New York. Da scheint einiges schiefgelaufen zu sein in der Kommunikation, und so lud das Weiße Haus in der Nacht auf Dienstag Journalisten zu einem telefonischen Hintergrundgespräch ein. Die USA würden sich keineswegs aus Syrien zurückziehen, verkündete ein Mitglied der Regierung von Präsident Donald Trump. Tatsächlich würden „lediglich 50 bis 100 Spezialeinheiten“ innerhalb des kriegsgeplagten Landes verlegt werden.

Freilich: An der Tatsache, dass Trump dem türkischen Präsidenten, Recep Tayyip Erdoğan, de facto grünes Licht für eine Offensive gegen die Kurden im Norden Syriens gegeben hat, ändert das nichts. Mit dem Rückzug der paar Dutzend Sondertruppen von dem Sicherheitsstreifen an der Grenze zur Türkei senden die USA eine Nachricht: Europa und die Türkei müssen sich um die dort gefangenen 12.000 Kämpfer des Islamischen Staats (IS) kümmern. Washington will nicht länger allein Weltpolizist spielen.

Dabei zeigt sich einmal mehr, dass Trump mit seiner Syrien-Politik auch in seiner eigenen Partei für heftige Unruhe sorgt. Nahezu unisono sprachen sich die einflussreichsten Republikaner gegen einen Rückzug aus Syrien aus. Mitch McConnell, der Anführer im Senat, forderte den Präsidenten auf, seine Position zu überdenken, und wies auf die Gefahr einer Stärkung des IS hin. Außerdem: Von einem US-Abzug würden vor allem der Iran, Russland und Bashar al-Assads Regime profitieren.

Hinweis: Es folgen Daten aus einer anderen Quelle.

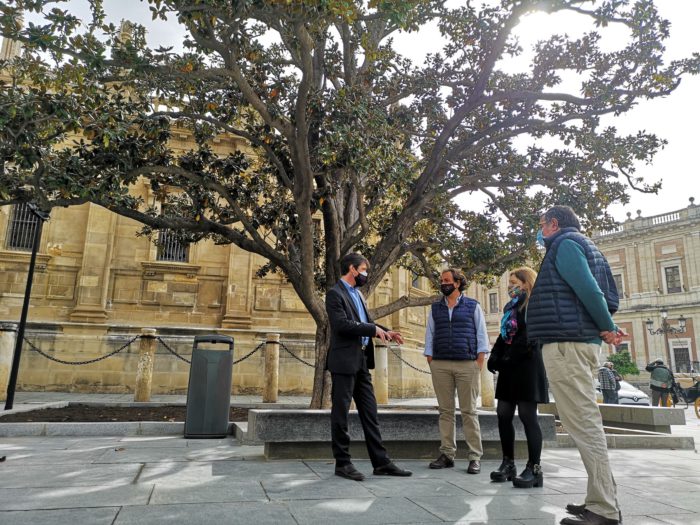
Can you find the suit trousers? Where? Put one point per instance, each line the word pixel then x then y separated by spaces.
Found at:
pixel 658 395
pixel 463 377
pixel 356 386
pixel 571 367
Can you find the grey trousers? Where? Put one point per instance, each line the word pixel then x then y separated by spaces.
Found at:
pixel 571 368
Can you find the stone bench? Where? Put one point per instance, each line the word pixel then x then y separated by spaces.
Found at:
pixel 306 434
pixel 653 419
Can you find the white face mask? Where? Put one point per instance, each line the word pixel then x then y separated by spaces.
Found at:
pixel 360 279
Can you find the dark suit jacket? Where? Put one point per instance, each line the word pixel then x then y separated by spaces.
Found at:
pixel 345 354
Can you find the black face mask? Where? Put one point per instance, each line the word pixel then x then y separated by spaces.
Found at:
pixel 360 280
pixel 447 289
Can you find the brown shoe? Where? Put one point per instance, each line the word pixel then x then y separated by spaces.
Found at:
pixel 576 510
pixel 442 462
pixel 589 518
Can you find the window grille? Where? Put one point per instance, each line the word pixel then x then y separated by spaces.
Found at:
pixel 673 279
pixel 493 303
pixel 681 358
pixel 170 248
pixel 617 277
pixel 22 228
pixel 415 280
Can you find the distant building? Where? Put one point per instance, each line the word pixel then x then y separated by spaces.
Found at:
pixel 656 264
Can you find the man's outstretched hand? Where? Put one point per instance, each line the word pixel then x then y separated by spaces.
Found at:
pixel 389 335
pixel 613 337
pixel 396 337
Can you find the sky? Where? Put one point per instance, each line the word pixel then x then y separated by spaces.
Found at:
pixel 675 118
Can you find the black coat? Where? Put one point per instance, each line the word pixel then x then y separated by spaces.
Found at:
pixel 345 355
pixel 521 374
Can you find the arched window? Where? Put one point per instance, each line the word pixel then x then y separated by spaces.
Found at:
pixel 22 228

Trump steckt nun in der Zwickmühle. Er hat seinen Wählern versprochen, amerikanische Truppen heimzuholen, und wird nicht müde zu betonen, dass er eine US-Präsenz in Kriegsregionen wie Syrien für eine „Verschwendung“ hält. Gleichzeitig ist er wie nie zuvor auf die Unterstützung von Senatoren wie McConnell oder Lindsey Graham angewiesen. Drehen sie dem Präsidenten den Rücken zu, steigt die Chance, dass die Demokraten um Nancy Pelosi mit ihrem angestrebten Verfahren zur Amtsenthebung Erfolg haben werden.

Weil die meisten alteingesessenen Republikaner im Senat Fans einer interventionistischen US-Außenpolitik sind, versucht das Weiße Haus nun rhetorisch zurückzurudern. Per Twitter warnte Trump Erdoğan davor, den teilweisen US-Rückzug für ein Blutbad gegen die Kurden zu nützen: Sollte Ankara Aktionen setzen, die er für tabu erachte, würde Trump die türkische Wirtschaft „zerstören und auslöschen“, schrieb er.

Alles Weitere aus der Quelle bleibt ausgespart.